The shift caught companies accustomed to controlling the narrative flat-footed. They scrambled to downplay blog posts from sales teams just months earlier crowing about contracts with government agencies that are now in the spotlight for harsh treatment of immigrants or invading people’s privacy.
But Stephanie Parker, a policy specialist at YouTube, says the changes have been building. “From the outside, it looks like there’s been an 180-degree change from last month to this month,” she says. In reality, she says, the 2016 election and internal disputes over diversity at Google have awakened employees to “the connections between the technology we’re building, issues in the workplace, and what impact that has had on our communities and on our world.”

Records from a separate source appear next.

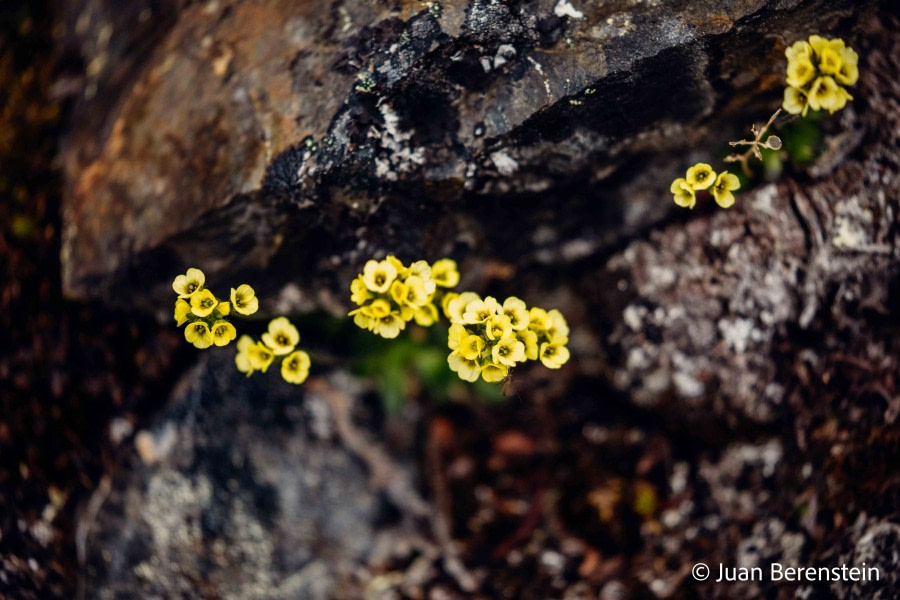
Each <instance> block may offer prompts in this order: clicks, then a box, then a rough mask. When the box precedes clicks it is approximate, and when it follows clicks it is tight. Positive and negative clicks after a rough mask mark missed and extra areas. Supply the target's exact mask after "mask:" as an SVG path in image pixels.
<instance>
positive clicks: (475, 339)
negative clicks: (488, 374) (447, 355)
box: [456, 335, 484, 360]
mask: <svg viewBox="0 0 900 600" xmlns="http://www.w3.org/2000/svg"><path fill="white" fill-rule="evenodd" d="M482 350H484V340H483V339H481V336H480V335H467V336H466V337H465V338H464V339H463V340H461V341H460V342H459V347H458V348H457V349H456V351H457V352H458V353H459V355H460V356H462V357H463V358H465V359H466V360H477V359H478V357H479V356H481V351H482Z"/></svg>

One reason for the unrest is that the projects involved have very real consequences, says Erica Joy Baker, a former Google engineer and well-known activist within the industry who’s now an engineering manager at Patreon. “Now we’re talking about life and death decisions for a lot of folks,” Baker says. “I’m pretty sure that no one who took a job at Google thought, ‘I’m going to work for a defense contractor.’ Lockheed Martin is down the road, they could have gone to work there.”

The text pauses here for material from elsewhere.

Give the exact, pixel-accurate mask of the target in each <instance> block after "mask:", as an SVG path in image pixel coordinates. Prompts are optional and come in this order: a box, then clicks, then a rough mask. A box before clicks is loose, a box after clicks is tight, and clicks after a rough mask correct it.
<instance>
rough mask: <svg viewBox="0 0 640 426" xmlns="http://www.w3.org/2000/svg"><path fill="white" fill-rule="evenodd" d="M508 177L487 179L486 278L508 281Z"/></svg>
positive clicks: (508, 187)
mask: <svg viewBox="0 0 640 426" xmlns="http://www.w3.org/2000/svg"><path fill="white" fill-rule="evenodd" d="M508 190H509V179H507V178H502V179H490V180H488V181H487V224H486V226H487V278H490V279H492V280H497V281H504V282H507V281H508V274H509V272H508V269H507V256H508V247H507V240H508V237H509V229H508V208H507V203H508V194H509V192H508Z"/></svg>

The disputed projects span a range, from building facial-recognition technology that could be deployed on unsuspecting people in public to providing computer services that a few years ago would have been run on a machine inside the Pentagon.
Moreover, in each case, there may be ethical considerations on the other side. Matt Zeiler, CEO of Clarifai, an artificial-intelligence company also working on Project Maven, said in a recent blog post that deploying the technology could save lives. Microsoft policy managers told employees in an internal online discussion that the company was in contact with immigration advocacy groups, who said canceling Microsoft’s contract could harm kids and families.

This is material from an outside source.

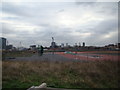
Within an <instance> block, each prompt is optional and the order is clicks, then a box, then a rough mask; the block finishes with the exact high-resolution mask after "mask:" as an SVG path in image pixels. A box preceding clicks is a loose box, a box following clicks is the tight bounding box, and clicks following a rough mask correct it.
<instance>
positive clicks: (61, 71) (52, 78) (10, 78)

Still, some workers see a common thread through projects with the Pentagon, the immigration services, and the more tenuous connection between the software company Palantir, which works with ICE and uses Amazon’s AWS service. “This is not a hair we can split and say ‘actually we didn’t built the jails, we just allowed them to more quickly itemize the invoices for the jails,’” says the senior Google employee involved in the effort to shut down Maven. “This is an ethical question and it’s a question lot of people are asking.”
For now, the movement’s message is not a finely drawn policy position on what kind of government work is acceptable but rather a plea for transparency and a seat at the table, so that employees have a say in where such technology is used.
Some tech workers involved in the protests invoke IBM’s work for Nazi Germany in the years leading up to World War II. Edwin Black, author of IBM and the Holocaust, says the current wave of dissidents is atypical for the tech industry. “You wouldn’t have even asked me this question a year ago. Now we have to ask, is it a political revolt, or is a revolt of consciousness about the capabilities of the technologies being implemented?” In a statement, an IBM spokesperson said, “As with other foreign-owned companies that did business in Germany at that time, IBM’s German operations came under the control of Nazi authorities prior to and during World War II.”
Employees are aware this will be a long slog and have been skeptical of the lawyered-up, press-friendly but vague responses. In Google’s new AI principles, Pichai said the company will not pursue “technologies whose purpose contravenes widely accepted principles of international law and human rights,” according to the blog post. “Who says that?” another Google employee involved in the Maven protest asked WIRED. “Either you support human rights or you don’t.”